And with looming threats of lawsuits and reports that President Donald Trump might declare victory before a large portion of ballots are counted, high-profile outlets like The New York Times pledged caution about naming who wins. On social media, Twitter said tweets about winners would be labeled as disputed until state election officials have announced them or major national news outlets have made public projections.

Maryland Today spoke with Mark Feldstein, the Richard Eaton Chair of Broadcast Journalism at UMD’s Philip Merrill College of Journalism, about how media organizations make election calls, their past mistakes and what everyone watching the news and refreshing Twitter should do during an anxious week.

How does a media organization typically know when to say a candidate has won an election?
The networks hire statisticians and other experts in polling, who crunch the data to come up with their calls. In the past, that’s tended to largely be exit interviews of voters to give them a sense of where things are headed, and when the precincts start reporting in, they flag where key districts are. If deeply red or deeply blue districts are voting Republican or Democratic, that doesn’t mean much, but if some swing districts are going one way or the other, that matters.

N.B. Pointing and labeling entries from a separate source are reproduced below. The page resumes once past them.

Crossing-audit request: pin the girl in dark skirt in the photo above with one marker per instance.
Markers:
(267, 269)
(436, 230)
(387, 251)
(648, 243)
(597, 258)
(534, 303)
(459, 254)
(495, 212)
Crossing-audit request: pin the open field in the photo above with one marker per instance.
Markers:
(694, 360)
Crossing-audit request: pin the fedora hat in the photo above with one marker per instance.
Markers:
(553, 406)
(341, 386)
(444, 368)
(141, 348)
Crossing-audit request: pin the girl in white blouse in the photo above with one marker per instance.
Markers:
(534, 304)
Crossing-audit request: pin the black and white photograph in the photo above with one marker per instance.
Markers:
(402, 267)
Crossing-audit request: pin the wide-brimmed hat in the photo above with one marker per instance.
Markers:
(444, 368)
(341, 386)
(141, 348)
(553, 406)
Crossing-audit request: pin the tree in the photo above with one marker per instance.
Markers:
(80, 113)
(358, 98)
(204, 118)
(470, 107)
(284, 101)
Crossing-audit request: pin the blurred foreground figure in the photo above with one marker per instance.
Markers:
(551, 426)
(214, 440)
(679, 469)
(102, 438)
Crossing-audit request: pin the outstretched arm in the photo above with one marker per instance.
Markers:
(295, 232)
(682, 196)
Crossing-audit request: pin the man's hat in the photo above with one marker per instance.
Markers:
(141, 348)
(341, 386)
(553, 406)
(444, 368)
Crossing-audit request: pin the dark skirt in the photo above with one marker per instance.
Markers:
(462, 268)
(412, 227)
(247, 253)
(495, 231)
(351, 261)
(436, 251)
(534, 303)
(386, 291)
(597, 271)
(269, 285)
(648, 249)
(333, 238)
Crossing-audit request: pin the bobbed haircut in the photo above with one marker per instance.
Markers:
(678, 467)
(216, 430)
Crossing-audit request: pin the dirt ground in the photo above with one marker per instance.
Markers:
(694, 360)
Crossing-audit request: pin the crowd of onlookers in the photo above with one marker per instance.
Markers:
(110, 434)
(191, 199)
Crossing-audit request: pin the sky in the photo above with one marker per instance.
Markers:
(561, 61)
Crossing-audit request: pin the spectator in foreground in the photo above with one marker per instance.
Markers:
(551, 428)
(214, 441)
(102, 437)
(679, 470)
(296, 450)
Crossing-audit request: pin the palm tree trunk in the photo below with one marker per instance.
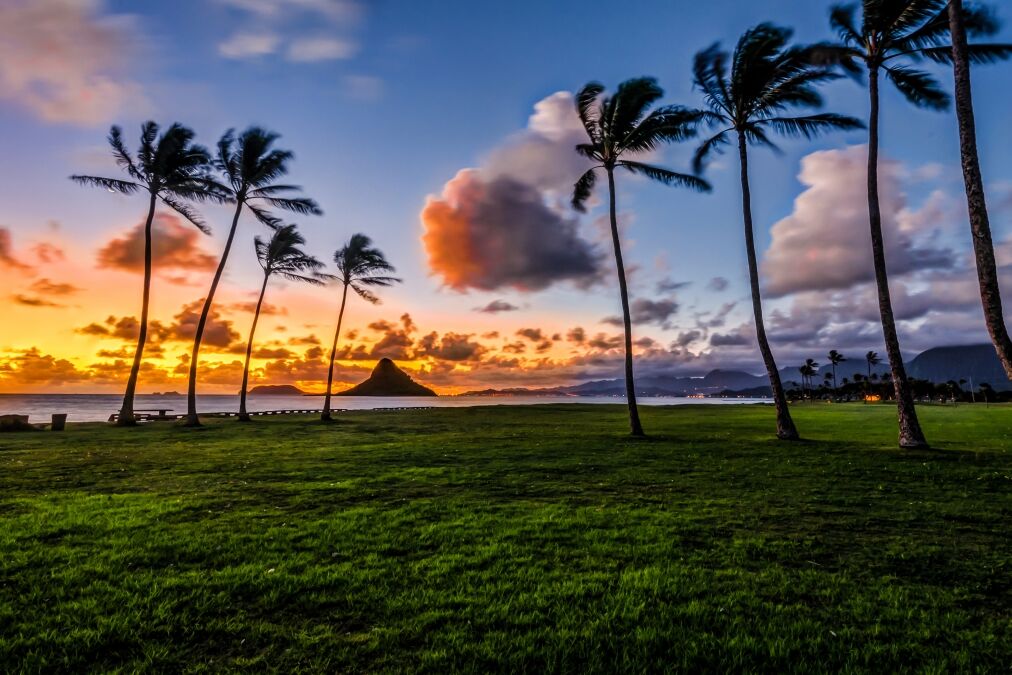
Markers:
(243, 415)
(785, 428)
(191, 417)
(127, 410)
(910, 429)
(325, 416)
(636, 428)
(980, 226)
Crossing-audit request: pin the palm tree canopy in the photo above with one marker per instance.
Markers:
(894, 31)
(251, 164)
(767, 79)
(170, 167)
(622, 124)
(282, 255)
(360, 264)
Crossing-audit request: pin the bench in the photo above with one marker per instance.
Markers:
(147, 414)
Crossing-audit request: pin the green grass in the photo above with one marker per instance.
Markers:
(535, 538)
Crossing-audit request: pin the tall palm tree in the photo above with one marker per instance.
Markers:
(359, 265)
(767, 79)
(977, 21)
(171, 169)
(618, 127)
(892, 35)
(281, 255)
(251, 167)
(812, 369)
(835, 358)
(872, 359)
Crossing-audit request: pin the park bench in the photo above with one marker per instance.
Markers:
(147, 414)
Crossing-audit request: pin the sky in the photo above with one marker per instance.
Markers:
(445, 133)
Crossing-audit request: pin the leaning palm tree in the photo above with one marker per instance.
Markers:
(359, 265)
(835, 358)
(767, 79)
(619, 127)
(281, 255)
(976, 21)
(872, 359)
(892, 34)
(251, 168)
(171, 169)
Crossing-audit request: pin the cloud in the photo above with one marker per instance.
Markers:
(64, 59)
(718, 283)
(450, 347)
(644, 311)
(174, 246)
(668, 284)
(7, 256)
(249, 45)
(312, 50)
(826, 244)
(29, 301)
(494, 234)
(497, 306)
(303, 30)
(507, 223)
(45, 286)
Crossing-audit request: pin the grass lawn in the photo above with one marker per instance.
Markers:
(535, 538)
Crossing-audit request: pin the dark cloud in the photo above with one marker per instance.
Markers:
(450, 347)
(532, 334)
(667, 285)
(7, 257)
(47, 287)
(497, 306)
(499, 233)
(29, 301)
(718, 283)
(174, 246)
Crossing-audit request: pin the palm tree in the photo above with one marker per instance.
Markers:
(251, 167)
(618, 127)
(872, 359)
(359, 265)
(977, 21)
(835, 358)
(170, 168)
(767, 78)
(280, 255)
(891, 32)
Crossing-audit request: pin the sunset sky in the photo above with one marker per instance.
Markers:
(445, 132)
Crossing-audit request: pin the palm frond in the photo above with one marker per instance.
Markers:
(713, 144)
(812, 125)
(111, 184)
(666, 176)
(583, 189)
(918, 87)
(186, 212)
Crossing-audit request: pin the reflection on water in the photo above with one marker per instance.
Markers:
(98, 407)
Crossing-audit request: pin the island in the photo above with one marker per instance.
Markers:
(388, 380)
(276, 390)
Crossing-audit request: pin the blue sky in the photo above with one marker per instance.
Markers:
(394, 98)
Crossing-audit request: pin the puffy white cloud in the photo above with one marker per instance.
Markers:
(826, 244)
(64, 60)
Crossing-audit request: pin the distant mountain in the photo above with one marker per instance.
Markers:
(276, 390)
(973, 361)
(977, 362)
(388, 380)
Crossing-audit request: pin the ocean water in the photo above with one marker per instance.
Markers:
(98, 407)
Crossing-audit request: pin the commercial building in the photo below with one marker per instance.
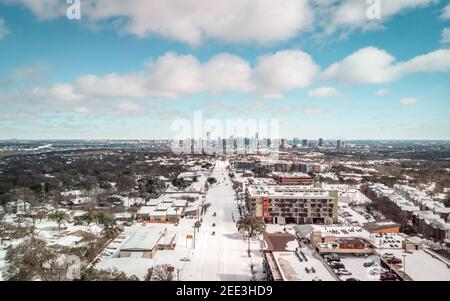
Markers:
(293, 178)
(293, 204)
(384, 226)
(145, 242)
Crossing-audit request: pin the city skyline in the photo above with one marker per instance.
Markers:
(326, 70)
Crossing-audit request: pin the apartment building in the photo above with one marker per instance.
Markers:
(293, 204)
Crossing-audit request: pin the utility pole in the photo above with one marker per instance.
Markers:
(194, 238)
(404, 266)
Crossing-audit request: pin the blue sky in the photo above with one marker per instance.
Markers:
(322, 69)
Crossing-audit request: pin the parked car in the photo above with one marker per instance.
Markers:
(369, 263)
(343, 273)
(337, 265)
(377, 271)
(394, 260)
(388, 277)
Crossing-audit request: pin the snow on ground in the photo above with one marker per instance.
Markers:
(355, 265)
(222, 256)
(348, 216)
(129, 265)
(294, 269)
(421, 266)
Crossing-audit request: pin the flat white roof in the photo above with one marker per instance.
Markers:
(145, 238)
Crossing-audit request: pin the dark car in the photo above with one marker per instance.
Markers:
(369, 264)
(388, 277)
(337, 265)
(394, 260)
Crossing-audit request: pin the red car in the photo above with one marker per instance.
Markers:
(394, 260)
(388, 277)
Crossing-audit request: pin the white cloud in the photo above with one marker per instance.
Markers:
(3, 29)
(57, 94)
(81, 109)
(43, 9)
(351, 15)
(129, 106)
(445, 36)
(446, 13)
(383, 92)
(409, 101)
(174, 76)
(324, 92)
(192, 21)
(375, 66)
(284, 71)
(234, 21)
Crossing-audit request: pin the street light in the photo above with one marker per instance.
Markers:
(404, 266)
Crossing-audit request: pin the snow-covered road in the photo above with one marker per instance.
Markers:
(222, 256)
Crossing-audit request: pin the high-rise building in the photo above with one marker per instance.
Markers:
(293, 204)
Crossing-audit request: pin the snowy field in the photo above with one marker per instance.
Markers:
(218, 257)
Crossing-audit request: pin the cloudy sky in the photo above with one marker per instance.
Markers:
(128, 69)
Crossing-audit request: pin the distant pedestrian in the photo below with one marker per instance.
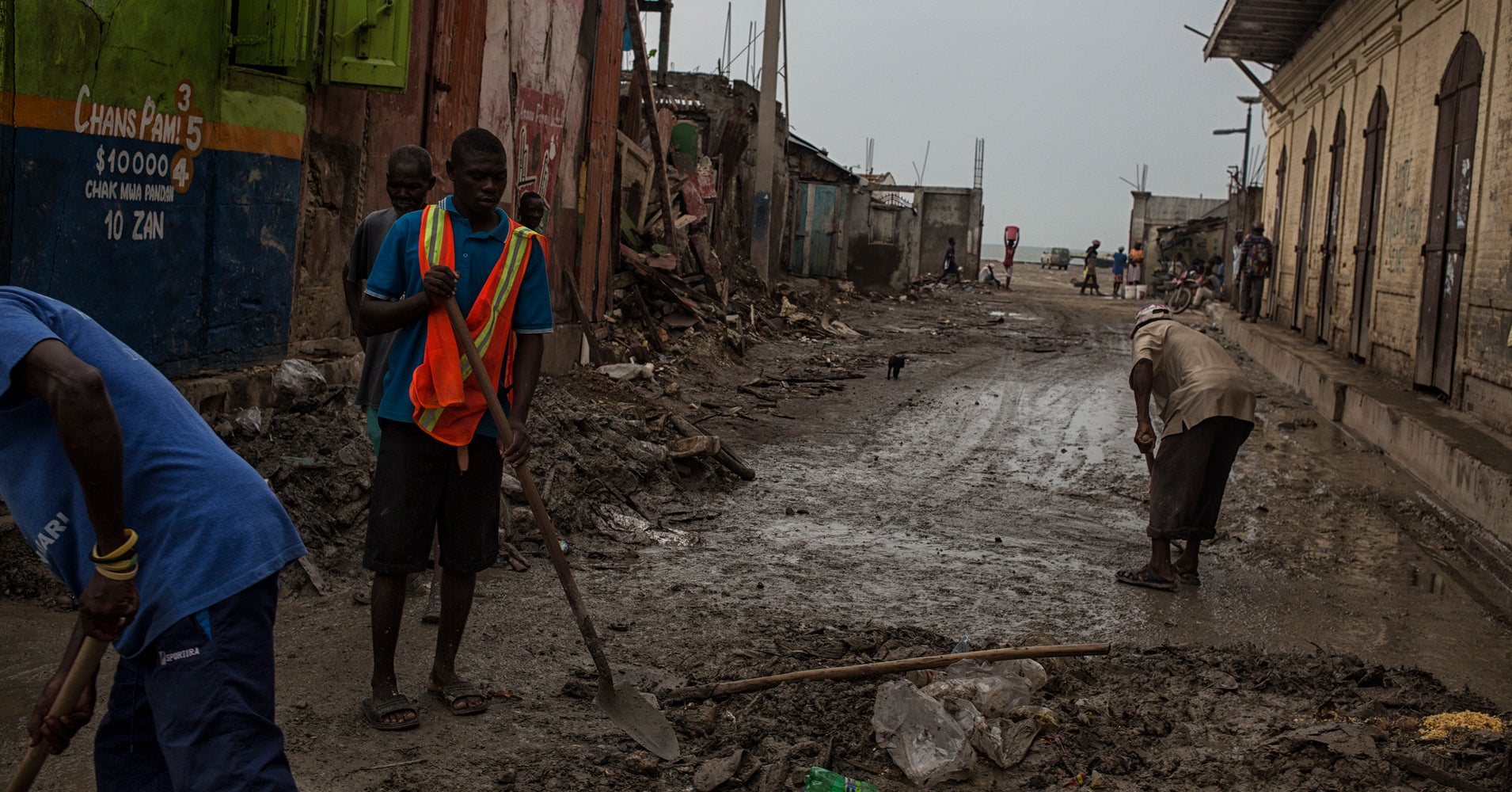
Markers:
(533, 211)
(1236, 279)
(1089, 271)
(952, 268)
(1257, 253)
(1119, 264)
(1010, 246)
(1209, 410)
(1134, 274)
(408, 181)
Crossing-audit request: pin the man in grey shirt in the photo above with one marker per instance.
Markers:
(408, 181)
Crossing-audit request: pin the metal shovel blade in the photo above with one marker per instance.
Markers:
(638, 718)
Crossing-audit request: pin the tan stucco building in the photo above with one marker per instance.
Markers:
(1389, 177)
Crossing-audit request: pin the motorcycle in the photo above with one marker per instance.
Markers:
(1183, 291)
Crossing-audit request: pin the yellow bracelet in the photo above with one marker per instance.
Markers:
(120, 552)
(117, 565)
(127, 575)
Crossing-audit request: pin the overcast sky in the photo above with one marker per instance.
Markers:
(1069, 96)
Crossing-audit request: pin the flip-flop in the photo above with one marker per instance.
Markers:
(1145, 577)
(377, 710)
(457, 690)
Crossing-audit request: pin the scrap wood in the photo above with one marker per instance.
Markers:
(1434, 775)
(397, 763)
(726, 457)
(879, 668)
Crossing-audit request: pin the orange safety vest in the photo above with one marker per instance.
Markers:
(448, 402)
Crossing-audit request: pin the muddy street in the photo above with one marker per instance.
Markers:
(991, 493)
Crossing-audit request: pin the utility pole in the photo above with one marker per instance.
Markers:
(664, 44)
(765, 144)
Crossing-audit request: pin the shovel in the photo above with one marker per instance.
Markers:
(621, 702)
(86, 661)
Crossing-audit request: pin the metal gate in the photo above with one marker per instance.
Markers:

Is the assumption that we know who wins the presidency on Election Night rooted in fact? 
It has some rooting in fact. Most elections aren’t as close as the 2016 election was. 2012 was pretty clear cut, 2008 same thing, and 2004. It’s a rare election that things are so close that the networks aren’t basically able to call the results relatively early.

But now we are living in a deeply polarized time, and contests can be quite tight. Before TV networks started doing exit polling and bringing in experts, the public was used to waiting to get the results.

What is an example where the media’s election call was wrong?
The networks learned a big lesson from 2000. They were certainly chastened after erroneously calling the election first for Al Gore and then for George W. Bush. There can be a tension between getting it first and getting it right. The commercial and other pressures had been a bit more to get it first; this was such a big public black eye and a traumatizing one for the country at the time.

I think they pulled back after 2000 to be more cautious. But they can fall off the wagon. There has been criticism in the past for the networks calling elections too soon; even before 2000, there were lots of complaints. People on the West Coast would see who won based on the calls and not bother to show up (at the polls). That has all sorts of down-ballot ramifications.

How adequately are media organizations and social media platforms responding to the current situation? 
It’s a challenge. If the president of the U.S. declares victory, even if it’s premature, that’s hard to ignore. If he goes out, they are going to cover him live, no matter what he says. What a president says is newsworthy, and the same applies to social media. The toothpaste is kind of out of the tube.

So how should people watch the results?
People should take a deep breath and relax a little bit if they can. It’s just going to take a while. This is an unprecedented election for many reasons, not least of which is COVID. So people just have to be patient and recognize that the people who vote (on Election Day) aren’t necessarily a representative sampling of the electorate.

It’s easy to think if there’s a delay in reporting there’s something fishy going on, but there isn’t—what do you expect when there are 100 million early ballots to count?